Lloyd George, Vittorio Emmanuele Orlando, Georges Clemenceau y Woodrow Wilson.
Hace 100 años la llamada paz de Versalles signaba una tregua en un diferendo global que volvería a encenderse 20 años más tarde.

Se cumple hoy un siglo de la firma del Tratado de Versalles, que dio fin a la primera guerra mundial y definió las líneas que gobernarían la política global en los siguientes años. Era el 28 de junio de 1919, el día en que se cumplían cinco años exactos después del atentado de Sarajevo que fue la chispa del conflicto que incendió a Europa apenas un mes más tarde. Puede decirse que Versalles cumplió el mismo papel de detonante, aunque en este caso la mecha que llevaría a la explosión del polvorín fuera más larga: dos décadas hubieron de pasar para que los agentes tóxicos que impregnaban los términos del tratado explotasen en una conflagración mucho mayor aún que la Gran Guerra: la Segunda Guerra Mundial.

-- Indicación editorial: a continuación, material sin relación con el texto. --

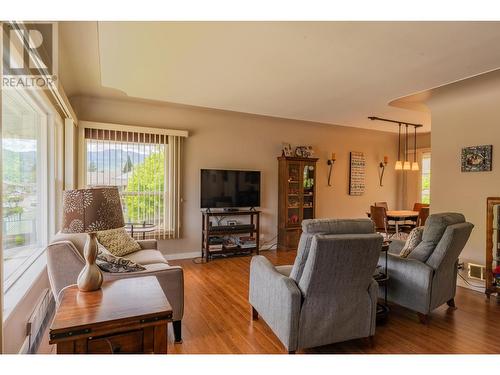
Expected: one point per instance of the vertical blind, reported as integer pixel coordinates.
(145, 166)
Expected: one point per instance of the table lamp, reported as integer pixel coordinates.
(89, 211)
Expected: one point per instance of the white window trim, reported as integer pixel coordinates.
(17, 285)
(82, 157)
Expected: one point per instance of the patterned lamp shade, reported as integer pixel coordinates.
(91, 210)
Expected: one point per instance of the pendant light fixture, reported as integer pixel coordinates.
(406, 165)
(399, 165)
(414, 165)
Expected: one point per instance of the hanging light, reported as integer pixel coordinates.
(399, 165)
(414, 165)
(406, 165)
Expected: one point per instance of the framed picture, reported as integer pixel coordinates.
(286, 149)
(477, 158)
(357, 165)
(304, 151)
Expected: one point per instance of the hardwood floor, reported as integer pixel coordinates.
(217, 319)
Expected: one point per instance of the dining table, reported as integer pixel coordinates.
(400, 217)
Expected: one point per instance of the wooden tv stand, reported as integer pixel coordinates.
(207, 232)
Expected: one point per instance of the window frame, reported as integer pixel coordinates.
(162, 233)
(50, 162)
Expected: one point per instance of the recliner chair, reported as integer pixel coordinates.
(329, 294)
(428, 277)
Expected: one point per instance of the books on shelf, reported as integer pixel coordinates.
(246, 242)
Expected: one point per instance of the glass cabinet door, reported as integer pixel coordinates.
(308, 181)
(293, 194)
(496, 245)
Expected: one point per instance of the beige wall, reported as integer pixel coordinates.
(220, 139)
(465, 114)
(14, 327)
(411, 180)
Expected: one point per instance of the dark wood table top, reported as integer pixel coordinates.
(402, 213)
(117, 301)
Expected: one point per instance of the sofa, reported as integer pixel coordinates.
(65, 261)
(328, 295)
(427, 278)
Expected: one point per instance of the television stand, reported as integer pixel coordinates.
(208, 232)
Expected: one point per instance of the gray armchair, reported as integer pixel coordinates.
(427, 278)
(328, 295)
(65, 261)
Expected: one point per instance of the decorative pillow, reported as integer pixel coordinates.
(118, 242)
(414, 238)
(110, 263)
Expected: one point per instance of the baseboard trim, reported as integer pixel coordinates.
(191, 255)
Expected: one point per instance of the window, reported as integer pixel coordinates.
(25, 189)
(144, 165)
(426, 178)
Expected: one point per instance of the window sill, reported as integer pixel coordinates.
(18, 290)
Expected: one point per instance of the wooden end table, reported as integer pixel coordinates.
(125, 316)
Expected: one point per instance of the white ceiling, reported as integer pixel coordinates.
(329, 72)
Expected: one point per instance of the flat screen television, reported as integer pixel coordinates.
(222, 188)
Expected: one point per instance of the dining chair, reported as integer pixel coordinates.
(378, 215)
(417, 206)
(423, 214)
(382, 204)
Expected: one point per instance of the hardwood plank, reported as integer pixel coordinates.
(217, 318)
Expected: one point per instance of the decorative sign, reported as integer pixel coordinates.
(477, 158)
(357, 173)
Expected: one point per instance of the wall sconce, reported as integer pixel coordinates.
(381, 168)
(330, 163)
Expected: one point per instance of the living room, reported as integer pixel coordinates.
(190, 138)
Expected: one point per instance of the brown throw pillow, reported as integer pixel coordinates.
(110, 263)
(118, 242)
(414, 238)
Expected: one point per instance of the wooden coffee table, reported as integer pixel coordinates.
(125, 316)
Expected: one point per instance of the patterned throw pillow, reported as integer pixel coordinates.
(118, 242)
(414, 238)
(110, 263)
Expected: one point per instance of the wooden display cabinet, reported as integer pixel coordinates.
(492, 245)
(296, 198)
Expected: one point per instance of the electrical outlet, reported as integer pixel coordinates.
(476, 271)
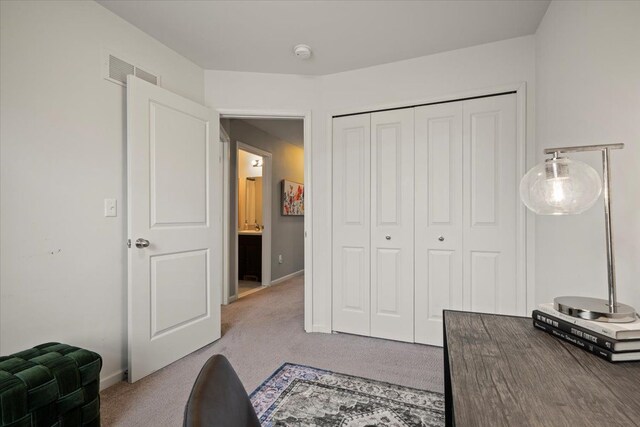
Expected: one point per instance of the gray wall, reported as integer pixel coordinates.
(287, 236)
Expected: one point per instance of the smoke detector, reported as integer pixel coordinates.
(302, 51)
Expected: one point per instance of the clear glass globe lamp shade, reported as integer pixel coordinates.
(560, 186)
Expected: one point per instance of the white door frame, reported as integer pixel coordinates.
(267, 197)
(525, 248)
(305, 115)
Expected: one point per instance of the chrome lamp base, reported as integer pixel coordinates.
(594, 309)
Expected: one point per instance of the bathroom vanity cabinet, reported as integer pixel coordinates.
(250, 256)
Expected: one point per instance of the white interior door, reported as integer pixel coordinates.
(351, 224)
(490, 204)
(392, 183)
(174, 203)
(438, 217)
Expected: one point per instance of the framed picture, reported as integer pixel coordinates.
(292, 198)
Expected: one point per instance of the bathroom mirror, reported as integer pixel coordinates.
(253, 201)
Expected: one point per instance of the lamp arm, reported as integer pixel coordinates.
(579, 148)
(611, 268)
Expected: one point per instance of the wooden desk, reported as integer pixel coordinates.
(501, 371)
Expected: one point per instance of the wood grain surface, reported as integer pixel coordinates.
(504, 372)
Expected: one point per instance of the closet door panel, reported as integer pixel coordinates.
(392, 183)
(351, 224)
(490, 204)
(438, 217)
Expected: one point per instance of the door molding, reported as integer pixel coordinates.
(267, 202)
(525, 221)
(305, 115)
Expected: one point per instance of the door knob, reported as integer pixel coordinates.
(142, 243)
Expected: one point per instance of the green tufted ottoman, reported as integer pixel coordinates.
(52, 385)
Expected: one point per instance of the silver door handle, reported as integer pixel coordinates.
(142, 243)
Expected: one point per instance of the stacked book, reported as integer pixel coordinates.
(615, 342)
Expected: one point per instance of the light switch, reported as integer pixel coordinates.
(110, 207)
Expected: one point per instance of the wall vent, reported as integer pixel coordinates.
(116, 70)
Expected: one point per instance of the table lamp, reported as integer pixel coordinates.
(561, 186)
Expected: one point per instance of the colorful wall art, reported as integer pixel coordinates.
(292, 198)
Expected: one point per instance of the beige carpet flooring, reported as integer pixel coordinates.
(260, 333)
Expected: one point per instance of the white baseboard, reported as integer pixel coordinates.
(321, 328)
(287, 277)
(116, 377)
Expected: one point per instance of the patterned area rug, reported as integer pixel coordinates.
(297, 395)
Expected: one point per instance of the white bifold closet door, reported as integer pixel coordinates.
(490, 182)
(392, 182)
(466, 206)
(424, 217)
(438, 210)
(351, 250)
(373, 224)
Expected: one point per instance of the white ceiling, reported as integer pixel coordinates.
(289, 130)
(259, 36)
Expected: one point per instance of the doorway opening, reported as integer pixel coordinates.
(265, 221)
(253, 211)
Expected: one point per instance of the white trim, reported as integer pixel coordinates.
(305, 115)
(252, 291)
(267, 200)
(287, 277)
(525, 252)
(112, 379)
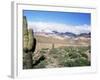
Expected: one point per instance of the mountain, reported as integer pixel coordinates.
(72, 35)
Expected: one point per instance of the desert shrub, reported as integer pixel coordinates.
(82, 62)
(42, 64)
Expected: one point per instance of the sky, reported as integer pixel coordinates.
(49, 21)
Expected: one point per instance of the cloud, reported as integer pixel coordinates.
(49, 27)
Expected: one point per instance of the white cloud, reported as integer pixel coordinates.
(49, 27)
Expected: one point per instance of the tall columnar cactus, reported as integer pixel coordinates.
(31, 39)
(28, 45)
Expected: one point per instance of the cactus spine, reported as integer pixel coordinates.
(28, 44)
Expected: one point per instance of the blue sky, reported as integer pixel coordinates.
(69, 18)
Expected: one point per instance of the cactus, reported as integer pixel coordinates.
(25, 34)
(28, 45)
(31, 39)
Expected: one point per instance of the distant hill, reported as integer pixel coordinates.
(72, 35)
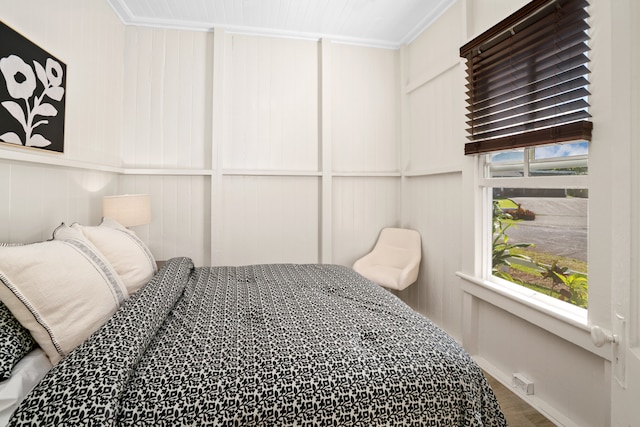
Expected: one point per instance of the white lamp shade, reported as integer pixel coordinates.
(129, 209)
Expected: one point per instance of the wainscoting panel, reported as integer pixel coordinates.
(273, 104)
(364, 109)
(167, 105)
(180, 221)
(433, 207)
(37, 198)
(362, 206)
(268, 219)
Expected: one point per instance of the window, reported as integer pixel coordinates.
(528, 122)
(539, 229)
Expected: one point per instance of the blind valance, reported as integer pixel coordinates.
(527, 78)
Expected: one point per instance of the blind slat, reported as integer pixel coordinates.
(518, 106)
(527, 76)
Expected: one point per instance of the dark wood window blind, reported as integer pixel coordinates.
(527, 78)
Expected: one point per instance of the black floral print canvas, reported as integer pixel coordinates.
(32, 93)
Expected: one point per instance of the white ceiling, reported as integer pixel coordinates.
(383, 23)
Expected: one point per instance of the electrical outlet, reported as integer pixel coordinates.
(522, 383)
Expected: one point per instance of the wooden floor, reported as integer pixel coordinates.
(516, 410)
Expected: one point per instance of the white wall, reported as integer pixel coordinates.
(572, 378)
(40, 189)
(275, 150)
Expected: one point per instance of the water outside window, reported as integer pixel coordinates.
(540, 235)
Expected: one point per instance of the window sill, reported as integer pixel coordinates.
(568, 324)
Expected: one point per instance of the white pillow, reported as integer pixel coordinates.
(61, 290)
(128, 255)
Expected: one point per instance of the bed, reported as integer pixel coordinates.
(257, 345)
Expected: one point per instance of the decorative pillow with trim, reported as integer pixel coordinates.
(15, 342)
(128, 255)
(61, 290)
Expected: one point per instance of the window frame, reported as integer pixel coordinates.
(485, 186)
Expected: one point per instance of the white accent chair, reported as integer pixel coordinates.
(394, 262)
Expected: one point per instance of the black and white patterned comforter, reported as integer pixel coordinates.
(264, 345)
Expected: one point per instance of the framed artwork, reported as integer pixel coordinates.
(32, 94)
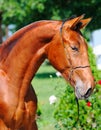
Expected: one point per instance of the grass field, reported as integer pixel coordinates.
(46, 83)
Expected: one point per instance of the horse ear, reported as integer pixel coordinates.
(73, 22)
(84, 22)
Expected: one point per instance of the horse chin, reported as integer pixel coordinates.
(79, 96)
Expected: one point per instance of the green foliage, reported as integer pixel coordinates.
(90, 115)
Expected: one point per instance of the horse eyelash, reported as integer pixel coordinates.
(74, 48)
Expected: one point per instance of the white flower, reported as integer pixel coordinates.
(52, 99)
(58, 74)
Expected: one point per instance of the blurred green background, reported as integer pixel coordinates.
(62, 115)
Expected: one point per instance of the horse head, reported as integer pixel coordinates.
(71, 56)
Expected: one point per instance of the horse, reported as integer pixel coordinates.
(21, 55)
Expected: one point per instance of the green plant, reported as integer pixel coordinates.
(90, 110)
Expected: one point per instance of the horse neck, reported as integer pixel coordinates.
(24, 54)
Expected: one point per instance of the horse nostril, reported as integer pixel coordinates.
(88, 93)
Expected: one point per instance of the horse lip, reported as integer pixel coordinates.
(79, 96)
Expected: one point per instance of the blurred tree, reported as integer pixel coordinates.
(21, 12)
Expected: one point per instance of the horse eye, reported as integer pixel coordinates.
(74, 48)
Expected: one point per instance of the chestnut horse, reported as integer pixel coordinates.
(21, 56)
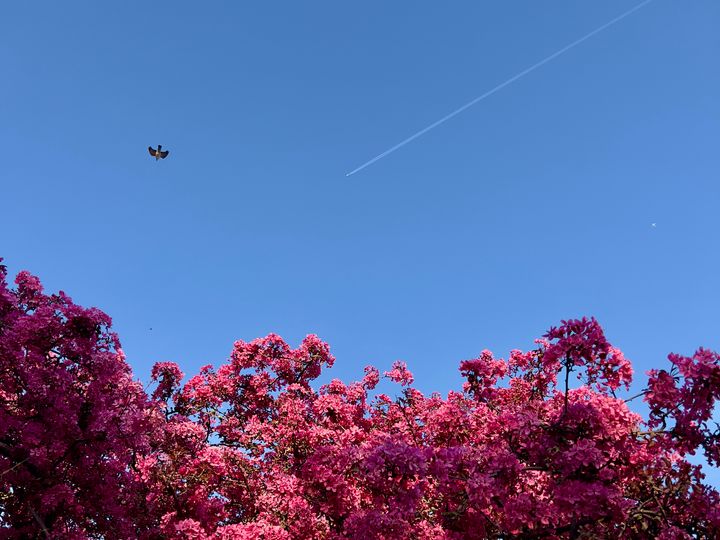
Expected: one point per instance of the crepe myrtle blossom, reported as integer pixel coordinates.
(254, 449)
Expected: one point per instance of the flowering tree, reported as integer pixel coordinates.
(251, 450)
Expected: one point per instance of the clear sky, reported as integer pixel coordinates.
(534, 205)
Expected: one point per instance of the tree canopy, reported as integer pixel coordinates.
(250, 449)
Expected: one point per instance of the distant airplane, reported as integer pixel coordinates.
(158, 154)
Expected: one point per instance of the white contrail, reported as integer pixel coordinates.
(501, 86)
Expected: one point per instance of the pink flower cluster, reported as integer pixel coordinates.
(251, 450)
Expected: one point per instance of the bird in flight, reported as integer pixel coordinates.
(159, 153)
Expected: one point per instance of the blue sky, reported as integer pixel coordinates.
(533, 206)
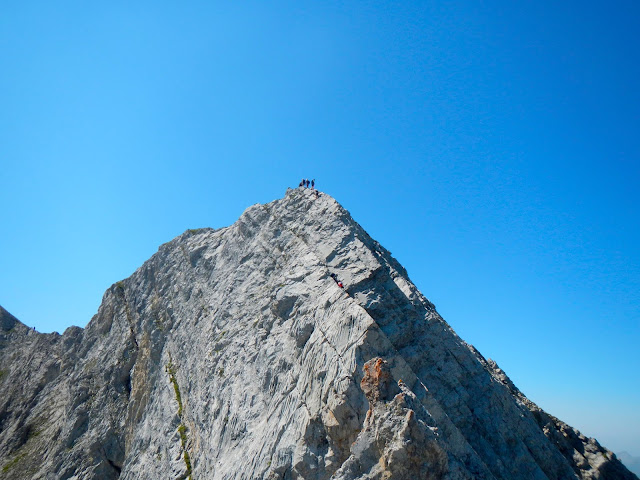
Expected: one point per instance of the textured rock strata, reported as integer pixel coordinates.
(233, 354)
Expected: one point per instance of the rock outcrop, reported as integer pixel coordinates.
(234, 354)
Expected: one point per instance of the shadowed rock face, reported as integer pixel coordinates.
(233, 354)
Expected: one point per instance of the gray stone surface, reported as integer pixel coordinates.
(233, 354)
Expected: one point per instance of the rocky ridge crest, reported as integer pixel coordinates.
(233, 354)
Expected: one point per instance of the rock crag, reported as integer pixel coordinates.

Después del armisticio del 11 de noviembre de 1918 que puso fin a las hostilidades, transcurrieron muchos meses antes de que se terminaran de labrar los términos de la paz. En ese lapso Alemania hubo de tragar los amargos frutos de la derrota: la retirada de sus tropas de los territorios que ocupaban, la imposición de un desarme parcial que obligaba a la entrega de ingentes cantidades de material bélico y al internamiento de la flota de alta mar en Scapa Flow, la base británica situada al norte de Escocia. El bloqueo inglés, que había hambreado al país durante los últimos años del conflicto, prosiguió después del cese del fuego: los aliados occidentales impusieron su continuación hasta  que el gobierno de Berlín aceptase los términos definitivos del tratado, que se comenzó a negociar un par de meses después del armisticio, en la antigua sede de los reyes de Francia, el palacio de Versalles.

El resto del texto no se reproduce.